CHAPTER XXX

Conclusion

The fortunes of those who have figured in this tale are nearly closed. The little that remains is told in a few and simple words.

Mr. Brownlow adopted Oliver as his son, and moved with him and the old housekeeper to within a mile of the house of Mrs. Maylie and Rose. Thus the only remaining wish of Oliver's warm heart, to be near his friends, was fulfilled.

Monks, still bearing that assumed name, retired with the share of the money Mr. Brownlow allowed him to keep to a distant part of the New World. Here he quickly wasted his wealth and once more fell into his old life of crime and ended in prison, where he died. In the same manner died the chief remaining members of Fagin's band. But Charlie Bates, shocked by Sikes's crime, turned his back upon his past life, and succeeded at last in becoming a farmer's boy and is now the merriest young labourer in the south of England.

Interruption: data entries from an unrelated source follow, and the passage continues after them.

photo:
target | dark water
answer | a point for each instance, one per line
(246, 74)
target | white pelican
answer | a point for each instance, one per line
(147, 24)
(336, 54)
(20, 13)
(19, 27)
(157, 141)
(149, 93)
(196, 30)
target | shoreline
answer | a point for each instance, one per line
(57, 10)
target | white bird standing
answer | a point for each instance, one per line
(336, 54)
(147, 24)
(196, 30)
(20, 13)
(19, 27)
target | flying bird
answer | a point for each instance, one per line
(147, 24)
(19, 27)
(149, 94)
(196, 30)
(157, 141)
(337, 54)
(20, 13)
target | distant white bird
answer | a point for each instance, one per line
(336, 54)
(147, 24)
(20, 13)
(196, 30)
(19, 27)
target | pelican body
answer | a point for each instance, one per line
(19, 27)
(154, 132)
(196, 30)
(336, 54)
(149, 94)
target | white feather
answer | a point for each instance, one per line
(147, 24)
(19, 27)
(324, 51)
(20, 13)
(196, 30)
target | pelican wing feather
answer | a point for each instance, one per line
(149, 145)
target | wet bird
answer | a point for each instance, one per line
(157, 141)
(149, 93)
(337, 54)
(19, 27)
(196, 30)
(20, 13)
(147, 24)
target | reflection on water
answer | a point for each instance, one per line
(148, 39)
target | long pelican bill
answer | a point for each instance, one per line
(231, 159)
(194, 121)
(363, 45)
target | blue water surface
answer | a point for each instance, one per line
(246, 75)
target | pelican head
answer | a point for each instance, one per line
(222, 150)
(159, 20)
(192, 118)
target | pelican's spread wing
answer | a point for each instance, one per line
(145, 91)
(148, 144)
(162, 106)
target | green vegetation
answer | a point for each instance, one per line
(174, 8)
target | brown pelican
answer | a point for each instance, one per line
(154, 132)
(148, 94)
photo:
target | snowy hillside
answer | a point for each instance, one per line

Mr. Grimwig and Dr. Losberne became very close friends. Mr. Brownlow often joked with Grimwig and reminded him of the night on which they sat with the watch between them, waiting for Oliver's return. But Mr. Grimwig always insisted that Oliver did not come back. At this the two old gentlemen laughed aloud.

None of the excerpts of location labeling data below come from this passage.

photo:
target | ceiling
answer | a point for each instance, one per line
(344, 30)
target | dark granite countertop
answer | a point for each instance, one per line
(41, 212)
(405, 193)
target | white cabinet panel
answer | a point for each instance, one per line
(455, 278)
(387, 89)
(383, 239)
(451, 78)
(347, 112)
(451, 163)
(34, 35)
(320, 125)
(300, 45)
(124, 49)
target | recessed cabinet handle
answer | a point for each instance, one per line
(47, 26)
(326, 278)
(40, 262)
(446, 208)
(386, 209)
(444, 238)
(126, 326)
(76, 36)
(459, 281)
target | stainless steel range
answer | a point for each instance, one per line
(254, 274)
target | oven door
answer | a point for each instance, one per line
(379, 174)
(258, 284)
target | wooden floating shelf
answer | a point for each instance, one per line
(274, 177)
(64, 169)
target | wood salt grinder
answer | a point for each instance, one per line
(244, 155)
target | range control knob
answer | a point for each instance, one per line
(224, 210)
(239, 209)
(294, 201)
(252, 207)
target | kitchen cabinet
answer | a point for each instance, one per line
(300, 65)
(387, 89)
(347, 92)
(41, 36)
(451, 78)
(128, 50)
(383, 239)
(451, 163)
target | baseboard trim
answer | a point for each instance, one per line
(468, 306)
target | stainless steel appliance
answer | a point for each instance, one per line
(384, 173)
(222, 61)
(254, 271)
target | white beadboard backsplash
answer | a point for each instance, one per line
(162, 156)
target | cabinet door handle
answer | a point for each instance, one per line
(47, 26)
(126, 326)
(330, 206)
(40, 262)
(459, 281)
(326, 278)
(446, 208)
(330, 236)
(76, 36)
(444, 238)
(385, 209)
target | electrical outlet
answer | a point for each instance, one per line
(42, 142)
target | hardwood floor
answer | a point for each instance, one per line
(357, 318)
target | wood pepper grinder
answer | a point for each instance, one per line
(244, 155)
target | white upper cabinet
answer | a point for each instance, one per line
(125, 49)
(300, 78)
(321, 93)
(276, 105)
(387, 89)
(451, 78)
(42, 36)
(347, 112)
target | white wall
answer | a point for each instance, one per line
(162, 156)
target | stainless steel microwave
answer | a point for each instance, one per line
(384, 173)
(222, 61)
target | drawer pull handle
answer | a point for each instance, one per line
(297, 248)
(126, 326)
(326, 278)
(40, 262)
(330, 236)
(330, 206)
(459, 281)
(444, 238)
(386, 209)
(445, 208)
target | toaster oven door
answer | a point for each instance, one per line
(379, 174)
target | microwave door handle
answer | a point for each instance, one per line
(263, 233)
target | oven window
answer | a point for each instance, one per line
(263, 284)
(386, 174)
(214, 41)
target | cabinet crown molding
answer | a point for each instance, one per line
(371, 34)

Mr. and Mrs. Bumble, deprived of their posts as masters of the workhouse, were gradually reduced to great poverty, and finally became paupers in that very same workhouse of which they had once been masters. As to Mr. Giles and Brittles, they still remain in their old posts, although the former is bald, and the last-named boy quite grey. They divide their attentions so equally between the households of the Maylies and Mr. Brownlow that to this day the villagers have never been able to discover to which household they properly belong.